La FABI attraverso l'Ufficio Relazioni Internazionali in collaborazione con il Centro Studi "Pietro Desiderato" ha presentato a Roma uno studio sulla situazione del sistema bancario italiano rapportato al sistema bancario europeo.
Si è concluso venerdì 14 marzo in Roma, il XX Congresso Nazionale della FABI. Confermato il Segretario Generale Lando Maria Sileoni ed il Segretario Generale aggiunto Mauro Bossola.

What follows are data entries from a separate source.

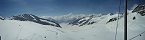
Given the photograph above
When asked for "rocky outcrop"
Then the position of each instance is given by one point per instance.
(33, 18)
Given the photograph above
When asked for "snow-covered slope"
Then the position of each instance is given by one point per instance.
(93, 27)
(27, 30)
(33, 18)
(1, 18)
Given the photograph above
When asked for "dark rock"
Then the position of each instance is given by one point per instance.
(33, 18)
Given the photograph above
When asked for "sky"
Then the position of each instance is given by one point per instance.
(62, 7)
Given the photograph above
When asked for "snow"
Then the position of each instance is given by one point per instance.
(26, 30)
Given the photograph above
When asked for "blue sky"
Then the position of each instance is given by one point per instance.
(61, 7)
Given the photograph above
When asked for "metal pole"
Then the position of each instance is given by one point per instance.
(125, 21)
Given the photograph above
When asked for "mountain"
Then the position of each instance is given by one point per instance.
(33, 18)
(83, 21)
(1, 18)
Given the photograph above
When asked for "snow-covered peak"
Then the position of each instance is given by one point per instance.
(36, 19)
(1, 18)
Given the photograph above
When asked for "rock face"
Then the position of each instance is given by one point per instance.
(83, 21)
(33, 18)
(1, 18)
(140, 9)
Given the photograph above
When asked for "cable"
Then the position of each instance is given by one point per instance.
(117, 20)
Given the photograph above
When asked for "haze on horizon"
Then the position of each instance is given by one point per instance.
(61, 7)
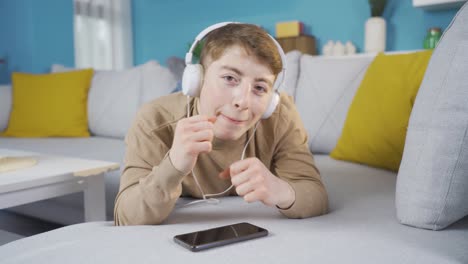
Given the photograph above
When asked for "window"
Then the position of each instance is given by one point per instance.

Nel corso del Congresso, la FABI attraverso l'Ufficio Relazioni Internazionali ed il Centro Studi Pietro Desiderato, ha presentato una indagine sul settore bancario in Europa, incentrata sulla rielaborazione di dati della Bce, che analizza i modelli distributivi dei principali sistemi bancari europei con un approfondimento, in particolare, sulle sofferenze accumulate negli anni cruciali della crisi (2010-2013) dai settori bancari di Italia, Grecia, Spagna, Portogallo, Regno Unito, Germania, Francia, Belgio, Austria, Olanda, Danimarca e Svezia.

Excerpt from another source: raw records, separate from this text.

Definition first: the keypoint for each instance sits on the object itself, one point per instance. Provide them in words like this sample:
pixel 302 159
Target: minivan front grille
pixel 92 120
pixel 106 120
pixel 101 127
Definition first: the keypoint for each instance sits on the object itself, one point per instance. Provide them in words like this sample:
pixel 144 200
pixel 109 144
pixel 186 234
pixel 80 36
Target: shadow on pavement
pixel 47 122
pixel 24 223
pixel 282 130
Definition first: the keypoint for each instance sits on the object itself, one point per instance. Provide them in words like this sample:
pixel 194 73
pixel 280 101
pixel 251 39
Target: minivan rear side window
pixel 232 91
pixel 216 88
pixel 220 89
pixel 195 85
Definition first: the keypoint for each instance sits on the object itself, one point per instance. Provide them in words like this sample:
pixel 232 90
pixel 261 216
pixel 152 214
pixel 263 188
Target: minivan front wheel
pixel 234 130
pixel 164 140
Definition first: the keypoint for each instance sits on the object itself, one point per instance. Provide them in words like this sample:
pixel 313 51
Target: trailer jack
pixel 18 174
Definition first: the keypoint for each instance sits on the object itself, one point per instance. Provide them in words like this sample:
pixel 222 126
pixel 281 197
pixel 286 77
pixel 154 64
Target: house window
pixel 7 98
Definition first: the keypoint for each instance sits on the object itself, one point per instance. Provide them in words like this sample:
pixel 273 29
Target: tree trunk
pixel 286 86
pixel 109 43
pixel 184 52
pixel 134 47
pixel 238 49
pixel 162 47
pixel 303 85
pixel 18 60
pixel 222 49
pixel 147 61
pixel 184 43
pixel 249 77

Impietoso il confronto con gli altri Paesi europei.
A fare peggio delle banche italiane solo gli istituti di crediti greci, dove le sofferenze hanno toccato quota 21,86% nel primo semestre del 2013.
Subito dopo le banche italiane, si collocano quelle portoghesi, con il 7,57% di prestiti non restituiti, quelle spagnole (6,69%), a seguire le banche del Belgio(4,98%). Va meglio per le banche austriache (4,60%), seguono quelle francesi (4,52%), mentre gli istituti di credito della Danimarca si collocano poco prima di quelle olandesi(3,98% contro il 2,55%).

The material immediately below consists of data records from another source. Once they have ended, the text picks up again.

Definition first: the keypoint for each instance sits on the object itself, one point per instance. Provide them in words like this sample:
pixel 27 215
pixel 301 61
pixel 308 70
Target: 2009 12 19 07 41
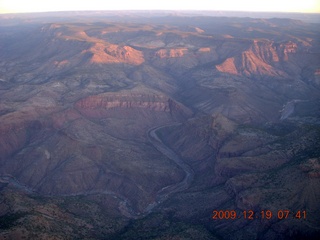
pixel 263 214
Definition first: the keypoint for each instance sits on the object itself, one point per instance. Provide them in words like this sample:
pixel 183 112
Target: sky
pixel 17 6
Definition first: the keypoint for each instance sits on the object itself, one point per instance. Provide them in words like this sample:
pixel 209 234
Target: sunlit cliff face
pixel 12 6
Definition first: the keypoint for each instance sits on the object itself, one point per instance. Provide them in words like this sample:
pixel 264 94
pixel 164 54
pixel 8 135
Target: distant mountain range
pixel 148 125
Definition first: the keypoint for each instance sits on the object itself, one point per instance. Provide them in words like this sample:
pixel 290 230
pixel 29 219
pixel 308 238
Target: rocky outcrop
pixel 99 106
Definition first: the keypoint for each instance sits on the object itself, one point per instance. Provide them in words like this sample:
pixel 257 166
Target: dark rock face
pixel 147 126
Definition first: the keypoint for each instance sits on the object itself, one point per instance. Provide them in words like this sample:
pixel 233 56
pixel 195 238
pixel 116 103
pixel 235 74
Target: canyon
pixel 139 127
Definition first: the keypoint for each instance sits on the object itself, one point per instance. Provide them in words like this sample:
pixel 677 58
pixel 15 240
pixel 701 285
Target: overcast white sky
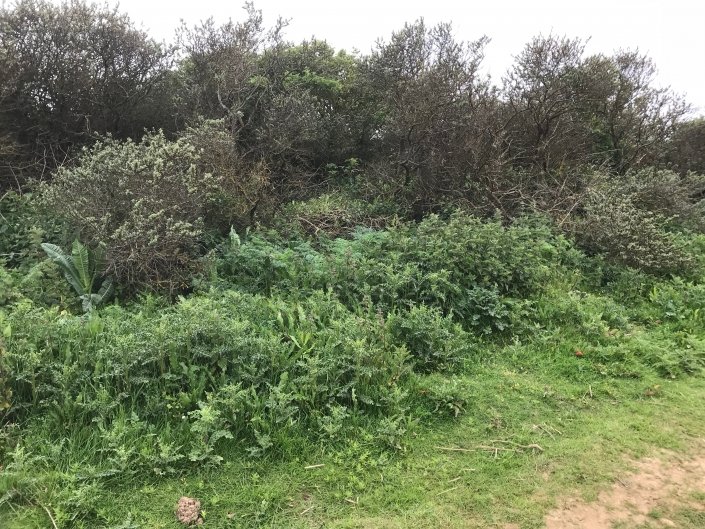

Tra le piu' virtuose, le banche tedesche (1,86%) e le inglesi (1,86%) e, infine, le svedesi (0,78%). A determinare una cosi' forte incidenza delle sofferenze sui bilanci bancari italiani diversi fattori, spiega la Fabi. Tra questi: "una cattiva gestione del credito da parte dei piani alti delle banche (Direzioni generali e Cda,), che hanno concesso prestiti a grandi gruppi industriali amici, talvolta secondo criteri piu' clientelari che di merito; la crisi economica; le regole fiscali in materia di deduzione delle perdite, spesso penalizzanti per gli istituti di credito; l'eccessiva lunghezza delle procedure fallimentari e, infine, gli scarsi interventi di sostegno statale ai gruppi bancari in difficolta"'.